François : j’ai 47 ans et je travaille dans le milieu maritime (portuaire). Très motivé par la volonté de monter un projet collectif et local à portée environnementale, j’ai participé à sa définition au sein de l’association Pays d’Arles en Transition. Les questions autour de l’énergie m’intéressent tout particulièrement. Et leur concrétisation par cette belle aventure humaine est passionnante. Je suis maintenant vice-président de la coopérative.

Sophie : j’ai 52 ans et je travaille en milieu hospitalier. Sensibilisée de longue date aux questions écologiques et environnementales, je vois dans la création des centrales villageoises l’occasion de mobiliser plus de citoyens au-delà des petits gestes du quotidien. Cette initiative permet également de se réapproprier des savoirs souvent jugés comme étant des questions de spécialistes. J’apprécie de construire en équipe un projet qui répond à l’urgence climatique.

Catherine : j’ai 58 ans, je suis médecin hospitalier. Je suis passionnée d’écologie en particulier les énergies vertes. Je suis membre fondateur de Pays d’Arles en Transition et avec ce projet citoyen je peux enfin aider à produire concrètement de l’énergie solaire sur ce territoire qui m’est cher.

Frédéric : j’ai 53 ans et je travaille comme ingénieur dans l’informatique en milieu industriel. Dès mes études je me suis intéressé aux problématiques environnementales et particulièrement aux énergies renouvelables. Depuis plus de 10 ans je suis actif dans le milieu associatif sur le territoire des Alpilles. C’est donc tout naturellement que j’ai rejoint le groupe, en participant principalement au volet technique du projet.

Dominique : j’ai 60 ans et je travaille comme traductrice littéraire de l’italien. J’ai grandi à la campagne et me sens proche de la nature depuis toujours. Notre projet me plaît parce qu’il propose une action concrète, ici et maintenant, à échelle individuelle et citoyenne. La perspective de produire de l’énergie renouvelable a su fédérer un groupe de personnes de façon forte malgré les difficultés — ou grâce à elles. D’abord facilitatrice du groupe, j’occupe maintenant le poste de présidente de notre coopérative, le temps de mettre le vaisseau sur orbite.

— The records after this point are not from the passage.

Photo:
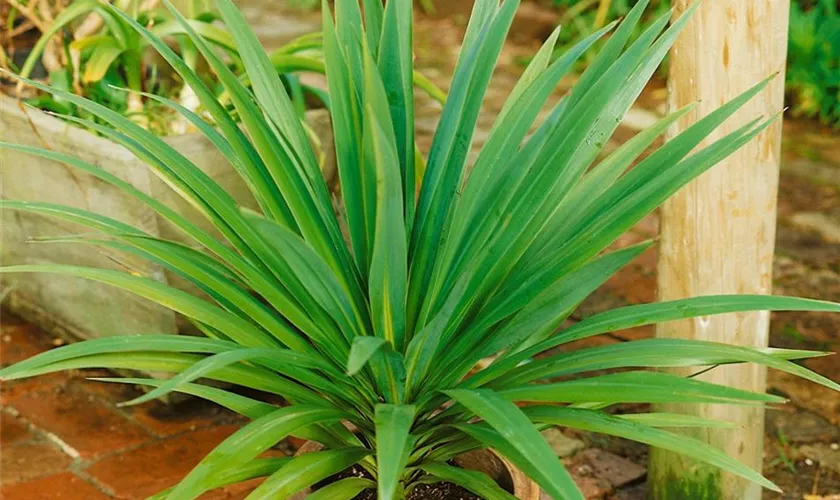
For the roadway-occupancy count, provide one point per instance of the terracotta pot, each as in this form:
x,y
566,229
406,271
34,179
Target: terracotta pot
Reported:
x,y
486,461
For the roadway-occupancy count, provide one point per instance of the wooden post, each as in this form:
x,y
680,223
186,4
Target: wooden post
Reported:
x,y
718,232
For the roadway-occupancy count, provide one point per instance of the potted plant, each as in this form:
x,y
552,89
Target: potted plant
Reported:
x,y
107,61
373,343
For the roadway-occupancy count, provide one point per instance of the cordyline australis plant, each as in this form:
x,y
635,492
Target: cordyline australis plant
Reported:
x,y
384,332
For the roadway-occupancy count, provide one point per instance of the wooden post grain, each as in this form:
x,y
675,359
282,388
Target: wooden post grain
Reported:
x,y
718,232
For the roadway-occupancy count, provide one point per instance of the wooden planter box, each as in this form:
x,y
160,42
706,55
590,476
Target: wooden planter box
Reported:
x,y
77,308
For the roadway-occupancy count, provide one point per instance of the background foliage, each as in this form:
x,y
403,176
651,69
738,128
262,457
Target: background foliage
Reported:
x,y
813,72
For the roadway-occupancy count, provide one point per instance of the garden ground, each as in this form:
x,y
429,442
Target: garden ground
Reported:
x,y
63,437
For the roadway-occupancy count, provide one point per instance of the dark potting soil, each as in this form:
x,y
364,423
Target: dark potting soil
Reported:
x,y
437,491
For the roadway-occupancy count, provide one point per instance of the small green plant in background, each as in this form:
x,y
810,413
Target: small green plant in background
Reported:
x,y
382,333
109,63
813,74
106,59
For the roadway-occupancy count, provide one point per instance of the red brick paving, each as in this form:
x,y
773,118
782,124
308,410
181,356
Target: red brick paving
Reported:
x,y
76,416
63,486
13,430
25,461
156,465
62,436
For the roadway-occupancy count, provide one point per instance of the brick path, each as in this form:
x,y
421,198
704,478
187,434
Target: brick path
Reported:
x,y
62,436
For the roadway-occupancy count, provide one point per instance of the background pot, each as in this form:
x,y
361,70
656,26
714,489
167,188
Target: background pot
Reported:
x,y
486,461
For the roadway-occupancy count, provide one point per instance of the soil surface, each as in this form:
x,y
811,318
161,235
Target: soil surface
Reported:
x,y
437,491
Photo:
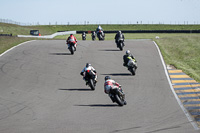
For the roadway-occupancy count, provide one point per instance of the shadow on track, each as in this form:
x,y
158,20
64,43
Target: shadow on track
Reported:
x,y
76,89
118,74
99,105
60,53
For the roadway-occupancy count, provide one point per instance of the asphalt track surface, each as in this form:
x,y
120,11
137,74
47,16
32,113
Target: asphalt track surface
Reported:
x,y
41,90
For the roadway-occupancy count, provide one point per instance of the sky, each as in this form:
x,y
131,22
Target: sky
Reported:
x,y
45,12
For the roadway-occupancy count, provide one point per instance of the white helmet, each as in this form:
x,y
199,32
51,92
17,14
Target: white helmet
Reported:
x,y
128,52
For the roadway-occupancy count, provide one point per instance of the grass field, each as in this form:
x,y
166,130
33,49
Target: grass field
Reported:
x,y
179,50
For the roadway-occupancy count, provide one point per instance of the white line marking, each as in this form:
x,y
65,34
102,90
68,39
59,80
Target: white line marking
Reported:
x,y
194,124
15,47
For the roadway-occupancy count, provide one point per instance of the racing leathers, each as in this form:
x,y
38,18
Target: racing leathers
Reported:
x,y
119,35
89,69
71,39
126,59
111,84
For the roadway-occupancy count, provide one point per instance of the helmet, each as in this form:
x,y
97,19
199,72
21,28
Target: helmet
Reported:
x,y
107,77
87,64
128,52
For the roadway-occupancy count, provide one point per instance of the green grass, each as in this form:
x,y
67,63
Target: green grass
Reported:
x,y
50,29
179,50
8,42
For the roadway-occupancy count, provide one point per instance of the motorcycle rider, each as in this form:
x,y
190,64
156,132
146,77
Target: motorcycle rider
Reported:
x,y
99,28
111,84
126,58
93,34
71,37
89,67
119,34
84,35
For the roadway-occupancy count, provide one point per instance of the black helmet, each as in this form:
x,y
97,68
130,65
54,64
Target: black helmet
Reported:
x,y
107,77
88,64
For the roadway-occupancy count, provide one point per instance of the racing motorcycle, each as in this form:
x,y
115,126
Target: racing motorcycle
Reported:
x,y
90,79
83,36
71,47
100,35
117,95
120,43
93,36
132,65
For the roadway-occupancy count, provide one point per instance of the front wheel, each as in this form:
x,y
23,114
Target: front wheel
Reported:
x,y
119,100
91,84
121,46
132,70
72,50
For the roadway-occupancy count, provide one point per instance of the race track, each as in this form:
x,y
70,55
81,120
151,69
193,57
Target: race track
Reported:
x,y
41,90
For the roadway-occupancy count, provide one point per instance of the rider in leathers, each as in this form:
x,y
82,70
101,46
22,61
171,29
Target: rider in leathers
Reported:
x,y
126,59
71,37
90,68
119,33
111,84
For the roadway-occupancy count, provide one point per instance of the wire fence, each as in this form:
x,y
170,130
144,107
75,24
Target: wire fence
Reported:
x,y
9,21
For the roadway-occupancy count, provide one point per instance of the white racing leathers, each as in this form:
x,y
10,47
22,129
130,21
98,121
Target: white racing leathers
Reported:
x,y
110,84
90,68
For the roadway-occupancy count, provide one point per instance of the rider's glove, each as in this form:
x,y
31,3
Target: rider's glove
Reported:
x,y
81,73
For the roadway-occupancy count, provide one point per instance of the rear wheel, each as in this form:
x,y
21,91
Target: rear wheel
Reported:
x,y
119,100
120,46
72,50
91,83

Yves : je travaille pour une association (SNPN) qui gère la réserve naturelle nationale de Camargue. Passionné d’environnement et farouchement anti-nucléaire depuis toujours, ma participation à ce beau projet de Centrales Villageoises du pays d’Arles s’inscrit dans une démarche globale de relocalisation des sources d’énergie et de réduction de notre impact écologique.

Philippe : j’ai 52 ans et je suis artisan. Le changement climatique bouscule depuis des décennies notre environnement fragile, il a besoin d’une attention particulière de la part de l’homme. Je me pose souvent cette question : qu’allons-nous laisser à nos enfants ? Alors que je chemine vers une sobriété heureuse (Pierre Rabhi) mon geste ne suffit plus ! L’impact de l’homme sur la planète s’amplifie un peu plus chaque jour. Le temps n’est plus aux larmes ni à prendre les armes, mais à agir ensemble au sein d’une structure de conso-acteur, d’un projet local en interaction avec le tout. Voilà pourquoi je m’investis au sein des Centrales Villageoises du pays d’Arles. L’énergie est l’essence même de l’économie quelle qu’elle soit. Produire de l’énergie renouvelable, c’est concrétiser un espoir de développement durable face à une économie en perte de vitesse basée sur les énergies fossiles (mortifères). Installer des centrales photovoltaïques amène à maîtriser sa croissance. Sans oublier la réduction de quelques tonnes de CO2 dans l’atmosphère. Produire et consommer local !

Nicolas : j’ai 35 ans, je suis papa de deux filles et arlésien depuis 2007. Mon boulot : chargé d’opération en milieu industriel. Mes motivations : protéger l’équilibre de la nature, maintenant et pour demain ; participer au développement d’une société du partage; agir pour une économie morale et juste.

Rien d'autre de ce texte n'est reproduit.